I'm trying to setup a LSTM RNN by using mxnet in R, however, while trying to train my network I get this error and R is showing me a fatal error all the time: "[00:36:08] d:\program files (x86)\jenkins\workspace\mxnet\mxnet\src\operator\tensor./matrix_op-inl.h:155: Using target_shape will be deprecated. [00:36:08] d:\program files (x86)\jenkins\workspace\mxnet\mxnet\src\operator\tensor./matrix_op-inl.h:155: Using target_shape will be deprecated. [00:36:08] d:\program files (x86)\jenkins\workspace\mxnet\mxnet\src\operator\tensor./matrix_op-inl.h:155: Using target_shape will be deprecated."
here is my code:
# install.packages("drat", repos="https://cran.rstudio.com")
# drat:::addRepo("dmlc")
# install.packages("mxnet")
rm(list = ls())
require(mxnet)
require(mlbench)
inputData <- read.table(file.path(getwd(), "Data", "input.csv"),
header = TRUE, sep = ",")
inputData$X <- as.Date(inputData$X)
inputData <- na.omit(inputData)
index <- 1:nrow(inputData)*0.8
train.dates <- inputData[index,1]
test.dates <- inputData[-index,1]
inputData[,1] <- NULL
train <- inputData[index,]
test <- inputData[-index,]
train.x <- data.matrix(train[,-ncol(train)])

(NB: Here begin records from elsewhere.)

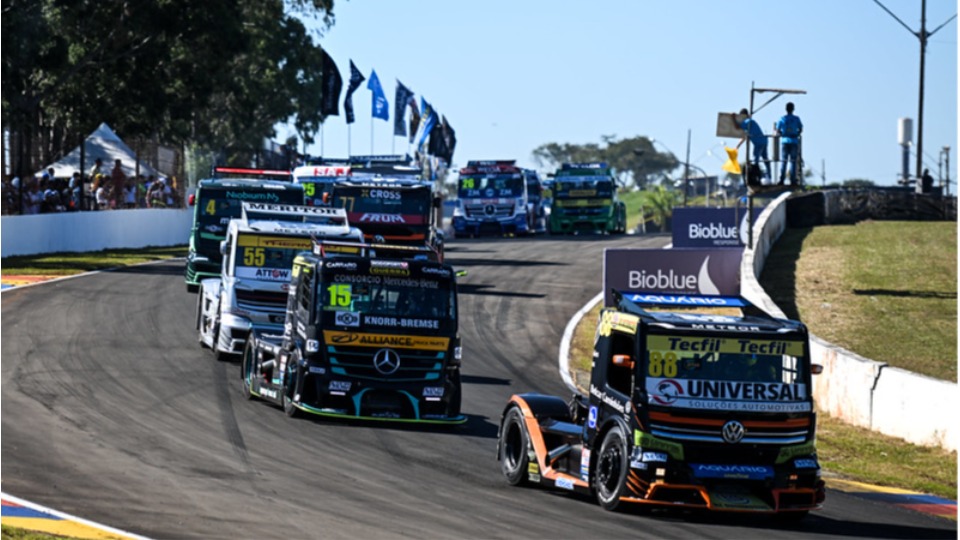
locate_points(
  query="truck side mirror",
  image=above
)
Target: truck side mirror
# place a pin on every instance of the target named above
(623, 360)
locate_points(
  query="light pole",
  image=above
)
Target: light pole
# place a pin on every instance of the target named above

test.x <- data.matrix(test[,-ncol(test)])
train.y <- train[,ncol(train)]
test.y <- test[,ncol(test)]
get.label <- function(X) {
label <- array(0, dim=dim(X))
d <- dim(X)[1]
w <- dim(X)[2]
for (i in 0:(w-1)) {
for (j in 1:d) {
label[i*d+j] <- X[(i*d+j)%%(w*d)+1]
}
}
return (label)
}
X.train.label <- get.label(t(train.x))
X.val.label <- get.label(t(test.x))
X.train <- list(data=t(train.x), label=X.train.label)
X.val <- list(data=t(test.x), label=X.val.label)
batch.size = 1
seq.len = 32
num.hidden = 16
num.embed = 16
num.lstm.layer = 1
num.round = 1
learning.rate= 0.1
wd=0.00001
clip_gradient=1
update.period = 1
model <- mx.lstm(X.train, X.val,
ctx=mx.cpu(),
num.round=num.round,
update.period=update.period,
num.lstm.layer=num.lstm.layer,
seq.len=seq.len,
num.hidden=num.hidden,
num.embed=num.embed,
num.label=15,
batch.size=batch.size,
input.size=15,
initializer=mx.init.uniform(0.1),
learning.rate=learning.rate,
wd=wd,
clip_gradient=clip_gradient)
Input dataset consists of Date column, 15 features, and the target value. Please hep me. Thanks in advance!